Par trois textes successifs, l'Académie française s'est exprimée sur ce sujet.
Dans sa séance du 16 novembre 1989, confrontée à un projet de simplification de l'orthographe, elle a adopté à l'unanimité une déclaration qui rappelait fermement son opposition à toute modification autoritaire de l'orthographe. L'Académie a réaffirmé qu'il n'appartient ni au pouvoir politique ni à l'administration de légiférer ou de réglementer en matière de langage, l'usage, législateur suprême, rendant seul compte des évolutions naturelles de la langue, qui attestent sa vitalité propre.
Sans se montrer fermée à certains ajustements ou tolérances, l'Académie s'est donc prononcée en faveur du maintien de l'orthographe d'usage, conseillant «de laisser au temps le soin de la modifier selon un processus naturel d'évolution» qui ne porte pas atteinte au génie de la langue et ne rende pas plus difficile d'accès l'héritage culturel.

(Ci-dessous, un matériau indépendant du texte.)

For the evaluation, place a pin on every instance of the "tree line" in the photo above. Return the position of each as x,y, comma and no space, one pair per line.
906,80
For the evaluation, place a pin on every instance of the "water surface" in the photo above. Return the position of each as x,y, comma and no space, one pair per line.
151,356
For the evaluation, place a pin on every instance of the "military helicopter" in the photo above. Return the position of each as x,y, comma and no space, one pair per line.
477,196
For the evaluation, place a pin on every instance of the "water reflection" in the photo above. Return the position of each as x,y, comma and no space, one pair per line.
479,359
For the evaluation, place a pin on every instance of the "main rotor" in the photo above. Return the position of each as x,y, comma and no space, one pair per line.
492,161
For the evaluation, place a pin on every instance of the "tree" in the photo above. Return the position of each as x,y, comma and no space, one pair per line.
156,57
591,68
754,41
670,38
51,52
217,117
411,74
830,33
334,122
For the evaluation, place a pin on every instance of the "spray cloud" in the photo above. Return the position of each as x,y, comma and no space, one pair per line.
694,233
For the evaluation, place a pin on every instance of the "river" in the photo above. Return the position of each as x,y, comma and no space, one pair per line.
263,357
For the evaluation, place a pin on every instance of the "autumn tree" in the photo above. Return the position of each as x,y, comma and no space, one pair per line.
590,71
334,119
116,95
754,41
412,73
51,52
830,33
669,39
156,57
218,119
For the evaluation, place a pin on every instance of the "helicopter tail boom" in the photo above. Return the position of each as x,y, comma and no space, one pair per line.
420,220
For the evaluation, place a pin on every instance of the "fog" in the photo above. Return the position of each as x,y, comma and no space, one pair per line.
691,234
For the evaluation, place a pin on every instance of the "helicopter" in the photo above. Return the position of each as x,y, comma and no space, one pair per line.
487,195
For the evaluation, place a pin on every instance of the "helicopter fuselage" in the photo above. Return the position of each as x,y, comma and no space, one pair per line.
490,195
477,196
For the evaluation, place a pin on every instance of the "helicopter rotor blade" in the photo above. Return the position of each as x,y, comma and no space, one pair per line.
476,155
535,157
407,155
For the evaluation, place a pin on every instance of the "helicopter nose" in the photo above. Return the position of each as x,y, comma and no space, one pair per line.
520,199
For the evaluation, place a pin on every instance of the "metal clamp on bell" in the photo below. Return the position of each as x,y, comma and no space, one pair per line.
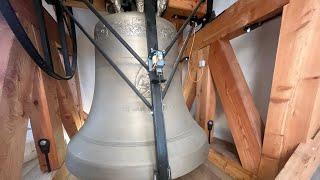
156,63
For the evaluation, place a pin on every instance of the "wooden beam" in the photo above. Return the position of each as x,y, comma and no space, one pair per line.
45,120
304,161
183,8
220,154
16,70
205,94
45,116
25,8
295,86
232,21
189,86
100,5
242,116
69,105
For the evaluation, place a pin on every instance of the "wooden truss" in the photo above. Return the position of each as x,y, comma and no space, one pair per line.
293,116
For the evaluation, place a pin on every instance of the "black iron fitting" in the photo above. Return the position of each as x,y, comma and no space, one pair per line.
44,145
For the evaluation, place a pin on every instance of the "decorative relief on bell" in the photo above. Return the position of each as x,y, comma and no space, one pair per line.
117,140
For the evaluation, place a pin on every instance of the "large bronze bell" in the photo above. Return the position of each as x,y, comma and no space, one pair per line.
117,140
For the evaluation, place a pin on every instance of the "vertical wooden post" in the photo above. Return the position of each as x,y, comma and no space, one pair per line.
205,92
16,70
242,115
295,89
45,120
70,106
45,115
189,87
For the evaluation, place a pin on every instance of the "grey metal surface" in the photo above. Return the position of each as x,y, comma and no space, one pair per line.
117,140
161,5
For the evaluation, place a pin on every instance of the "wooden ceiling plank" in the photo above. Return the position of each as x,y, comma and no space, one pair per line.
232,21
242,115
295,86
100,5
25,8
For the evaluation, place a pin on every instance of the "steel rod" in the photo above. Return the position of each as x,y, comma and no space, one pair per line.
115,67
115,33
186,22
176,63
163,171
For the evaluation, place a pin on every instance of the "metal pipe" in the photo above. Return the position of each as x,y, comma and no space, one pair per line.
183,27
115,33
176,63
116,68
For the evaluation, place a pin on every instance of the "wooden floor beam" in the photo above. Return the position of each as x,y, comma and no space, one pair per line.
242,116
295,86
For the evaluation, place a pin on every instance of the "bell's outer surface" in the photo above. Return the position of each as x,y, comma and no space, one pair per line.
117,140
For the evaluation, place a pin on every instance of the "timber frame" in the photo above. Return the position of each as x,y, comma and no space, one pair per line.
293,115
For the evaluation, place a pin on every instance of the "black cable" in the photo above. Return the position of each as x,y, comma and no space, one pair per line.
186,22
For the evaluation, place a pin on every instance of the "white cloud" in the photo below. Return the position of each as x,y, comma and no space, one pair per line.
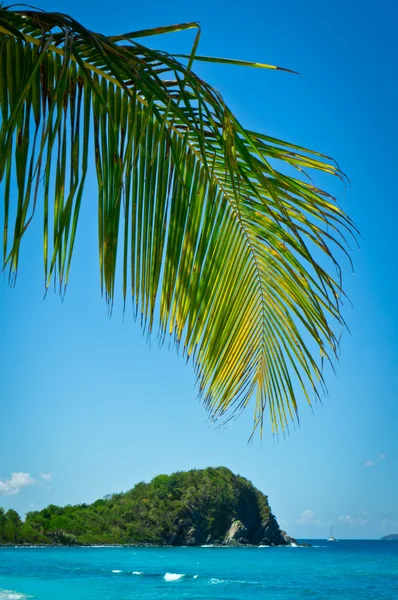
390,524
353,521
308,518
16,482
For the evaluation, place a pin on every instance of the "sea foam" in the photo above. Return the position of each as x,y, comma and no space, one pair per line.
11,595
173,576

Après qu'eut été constitué un groupe d'étude sur cette question au sein du Conseil supérieur de la langue française, l'Académie, sollicitée de rendre un avis, et informée des seuls principes guidant l'action de cet organisme - refus de toute imposition autoritaire de normes graphiques et sanction de l'usage pour les rectifications proposées -, a voté à l'unanimité dans sa séance du 3 mai 1990 un second texte, marquant son accord avec les lignes directrices du projet en préparation. C'est cet accord, voté en l'absence de tout texte et ne portant que sur des principes, qui est invoqué aujourd'hui comme une approbation des directives devant entrer en application dans l'enseignement secondaire à partir de la prochaine rentrée.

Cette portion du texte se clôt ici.